Abrió los ojos, volvió ligeramente la cabeza y miró a Gabriel. Tenía la cabeza sobre la almohada, y su cuerpo era una vaga forma bajo el cobertor. Maya se preguntó si tendría muchas novias en Los Ángeles, amiguitas que le hicieran carantoñas y le dijeran «te quiero». Ella desconfiaba de la palabra «amor». Todo el mundo la usaba en canciones y anuncios de la televisión; pero si «amor» resultaba una palabra engañosa, una palabra para ciudadanos, ¿qué era lo más íntimo que un Arlequín podía llegar a decir a otra persona?
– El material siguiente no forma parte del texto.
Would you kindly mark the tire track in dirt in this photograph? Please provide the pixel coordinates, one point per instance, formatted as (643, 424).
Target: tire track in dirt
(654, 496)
Entonces la frase acudió a su mente: lo último que había escuchado decir a su padre en Praga: «Daría mi vida por ti».

Se oyó un crujido cuando Gabriel se removió en la cama, inquieto. Pasaron unos minutos, y entonces él levantó la cabeza de la almohada.

– Esta tarde, cuando estábamos en el restaurante te enfadaste. No debí hacer todas esas preguntas.

– No necesitas saber nada de mi vida, Gabriel.

– Yo tampoco tuve una infancia normal. Mis padres desconfiaban de todo y de todos. Siempre estaban huyendo o escapando de algo.

Se hizo el silencio. Maya se preguntó si debía decir algo. ¿Acaso se suponía que los Arlequines y sus protegidos podían mantener conversaciones íntimas?

– ¿Llegaste a conocer a mi padre? -preguntó ella-. ¿Te acuerdas de él?

– No. Pero me acuerdo de la primera vez que vi la espada de jade. Yo debía de tener cinco o seis años.

Gabriel permaneció en silencio, y ella no hizo más preguntas. Algunos recuerdos eran como cicatrices que se mantenían ocultas a la vista de los demás. Un camión pasó ante el motel. Un coche. Otro camión. Si un vehículo se detuviera en el aparcamiento, ella oiría sus neumáticos aplastando la gravilla.

– Me olvido de mi familia cuando salto en paracaídas o paseo en moto. -Las palabras de Gabriel eran un susurro que se perdía en la oscuridad-. Luego, cuando paro, todo vuelve.